Bukti bahwa media radio/audio tidak pernah mati adalah munculnya sastra audio yang merupakan alih kode dari karya sastra tulis menjadi sandiwara radio/audio podcast yang dilakukan oleh para sineas di masa pandemic Covid 19.
Kalau mengingat sejarah panjang dan pengalamannya dalam memproduksi program sandiwara radio, semestinya inovasi tersebut muncul dari broadcaster RRI.

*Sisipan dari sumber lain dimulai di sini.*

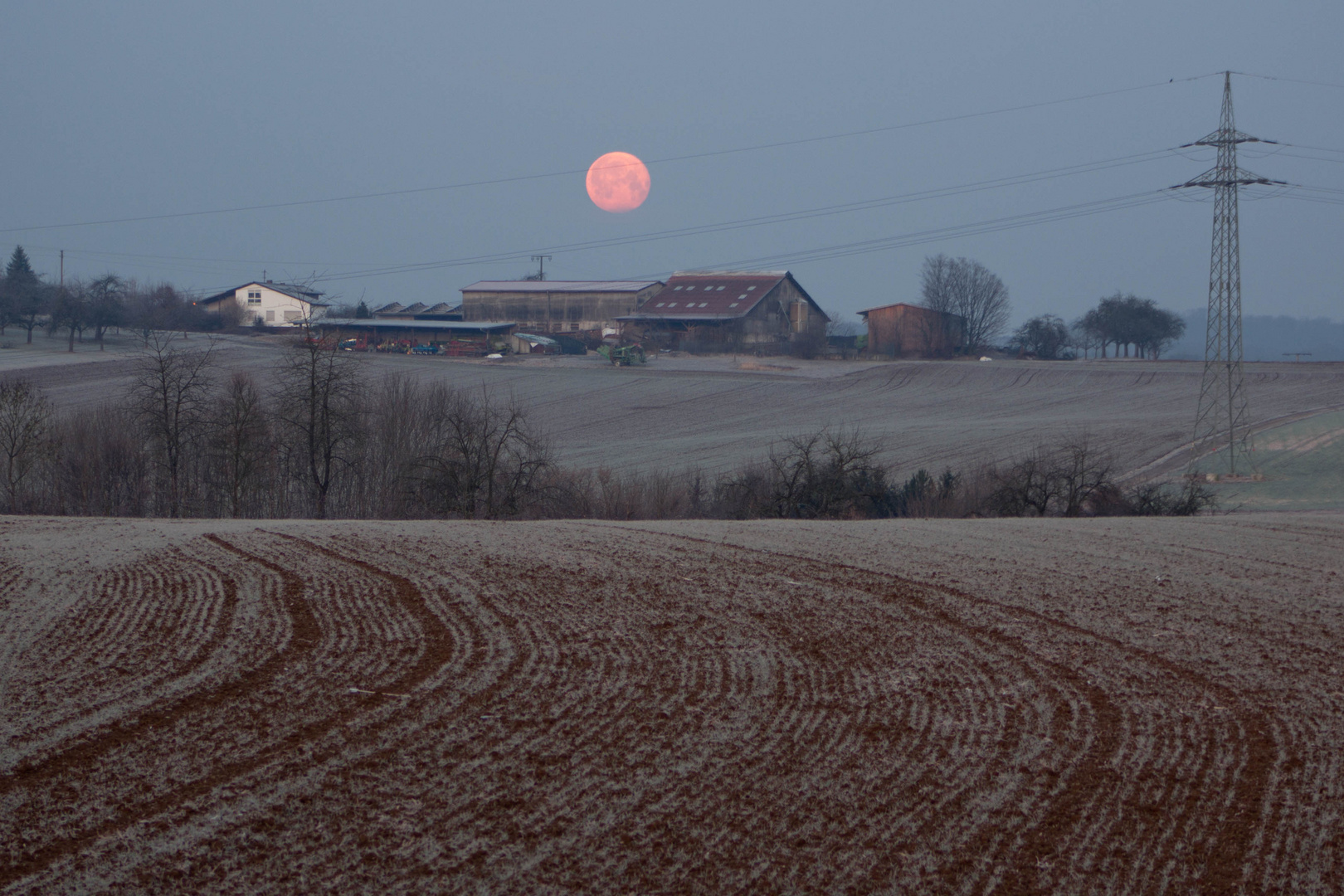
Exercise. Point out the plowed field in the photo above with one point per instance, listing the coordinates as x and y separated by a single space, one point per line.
947 707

Namun yang terjadi justru sebaliknya, bahkan tidak terlihat adanya greget dari broadcaster RRI merespon fenomena sastra audio dengan berlomba-lomba membuat program sejenis dan mengunggahnya di media daring.
Bukti lain masih eksisnya media radio adalah meningkatnya peminat podcast audio di kalangan anak-anak muda. Banyak remaja, pemuda, dan eksekutif muda yang sibuk, tetapi ingin tetap dapat mengikuti perkembangan sosial, politik, budaya, dunia bisnis dan lain-lain; kini lebih mengandalkan platform podcast audio sebagai sumber informasi. Menurut mereka, seperti halnya media radio, podcast audio lebih fleksibel karena dapat disimak sambil beraktivitas, termasuk mengendarai mobil. Lagi-lagi, fenomena kebangkitan podcast audio tidak dipelopori oleh broadcaster RRI, melainkan oleh para digital content creator.
Belajar dari dua kasus tersebut di atas, tidak berlebihan jika dikatakan bahwa RRI tampak tidak memiliki strategi yang kuat dalam menghadapi tekanan media digital. Jika tidak segera berbenah, RRI akan menghadapi kesulitan untuk menarik perhatian masyarakat.
Tulisan ini telah terbit sebelumnya di harian Kedaulatan Rakyat pada 12 September 2020 di halaman opini. Kami terbitkan ulang untuk kepentingan kampanye penguatan penyiaran publik menuju public service media dan menuju pengesahan RUU RTRI.